There is nothing new under the sun. This approach to quality has actually been with us a long time. Just look at cars and houses and of course puddings. Prices have been set for each type of product based on the quality levels. Based on the quality (or the extra features) the price differs. In real estate, you can ask an independent agent to help you assess the quality or value of a house. Why not do the same for translations?
Translators as musicians
In the June 2014 HuffingtonPost.com article “Why So Many Translators Hate Translation Technology,” Nataly Kelly wrote that “Translators prioritize quality, whether the customer does or not. Ask a translator what kind of quality is acceptable, and a professional will tell you, ‘Only the best.’ Would a musician be happy with a subpar performance? No, and neither are translators.” Sure, translators might not like providing imperfect translations. But let’s face it, most translations are imperfect because there is a lack of time, lack of resources, we are all humans and the customer doesn’t want to pay for perfection. Would a musician be happy? Maybe not. But it’s the producer who decides when the recording is satisfactory and when the band is ready to leave the studio.

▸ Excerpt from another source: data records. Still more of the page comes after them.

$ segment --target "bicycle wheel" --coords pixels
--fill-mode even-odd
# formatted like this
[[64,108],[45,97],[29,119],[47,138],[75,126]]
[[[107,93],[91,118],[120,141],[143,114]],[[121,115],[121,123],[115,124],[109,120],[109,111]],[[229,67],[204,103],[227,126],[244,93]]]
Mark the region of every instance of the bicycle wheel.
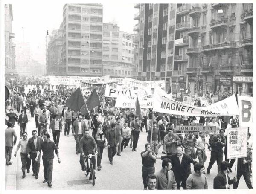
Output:
[[91,170],[91,178],[92,180],[92,184],[93,186],[95,185],[95,174],[94,173],[94,169],[93,169],[93,165],[91,164],[90,165],[90,170]]

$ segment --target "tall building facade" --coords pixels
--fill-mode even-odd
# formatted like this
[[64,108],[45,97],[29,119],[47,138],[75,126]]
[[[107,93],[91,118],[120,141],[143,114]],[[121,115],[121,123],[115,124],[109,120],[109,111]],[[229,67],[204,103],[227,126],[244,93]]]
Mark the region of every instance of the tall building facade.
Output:
[[134,35],[119,30],[116,24],[103,23],[103,75],[132,77]]
[[15,70],[15,44],[12,42],[15,34],[12,30],[13,20],[12,4],[5,4],[5,76],[13,79],[17,76]]
[[64,6],[63,75],[102,75],[102,17],[100,4]]
[[134,8],[139,79],[164,79],[174,93],[252,94],[252,4]]

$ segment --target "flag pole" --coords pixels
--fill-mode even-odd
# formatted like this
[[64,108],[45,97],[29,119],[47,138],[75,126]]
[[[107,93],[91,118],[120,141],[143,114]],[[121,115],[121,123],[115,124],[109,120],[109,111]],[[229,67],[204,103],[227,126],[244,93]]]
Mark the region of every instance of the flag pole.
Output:
[[150,134],[150,148],[152,148],[152,138],[153,137],[153,125],[154,125],[154,111],[152,110],[152,126],[151,126],[151,133]]

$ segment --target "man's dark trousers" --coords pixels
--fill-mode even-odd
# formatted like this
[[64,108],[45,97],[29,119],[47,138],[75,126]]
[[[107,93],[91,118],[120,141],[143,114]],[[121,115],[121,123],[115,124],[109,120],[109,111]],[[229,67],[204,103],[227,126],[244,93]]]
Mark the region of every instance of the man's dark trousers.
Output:
[[52,180],[52,170],[53,168],[53,159],[43,159],[44,165],[44,179],[48,180],[48,182]]
[[217,164],[218,165],[218,172],[221,171],[221,163],[223,160],[223,153],[212,151],[211,152],[211,159],[209,163],[209,165],[207,170],[209,171],[212,168],[212,165],[217,160]]
[[56,146],[58,147],[58,143],[60,141],[60,134],[59,130],[55,130],[54,133],[52,133],[52,136],[53,137],[53,141],[56,144]]
[[29,171],[31,165],[31,160],[30,158],[28,158],[27,153],[23,153],[20,152],[20,159],[21,159],[21,171],[22,172],[25,173],[26,168],[27,171]]
[[40,156],[38,156],[38,161],[35,161],[35,158],[36,158],[36,153],[30,152],[30,158],[32,162],[32,170],[33,171],[33,173],[35,174],[36,175],[38,175],[38,173],[39,172],[39,169],[40,168]]
[[116,146],[110,146],[109,148],[108,147],[108,159],[109,162],[113,162],[113,157],[116,153],[117,150]]

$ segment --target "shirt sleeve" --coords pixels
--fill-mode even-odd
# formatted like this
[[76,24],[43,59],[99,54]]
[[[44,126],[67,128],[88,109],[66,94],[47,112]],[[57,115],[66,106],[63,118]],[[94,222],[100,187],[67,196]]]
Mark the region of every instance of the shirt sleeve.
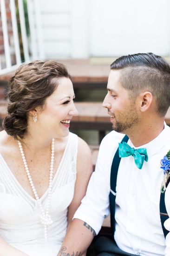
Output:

Evaluating puddings and translations have one thing in common: you can’t trust only one person’s taste. What you need are many evaluators in order to avoid subjectivity and to obtain a valuable insight on basic and average levels of quality on minimum requirements, compliance and acceptance. To be able to prove that you fulfill the minimum requirements of quality products, you need to create benchmarks based on different attributes of your product. This is to be done by combining evaluation types and collecting huge amounts of evaluation data. Community evaluation might be one way to go for the industry to harvest evaluation data on a large scale and to create benchmarks. TAUS took up the challenge to provide these benchmarks through its DQF initiative. Finally, to show that you provide the right quality, a translation quality mark acknowledged by the industry and provided by an independent third party service would be the most credible way to go.
Who knows, maybe one day we will be able to assign a quality mark to translations automatically. But until then, the proof of the pudding remains in the eating.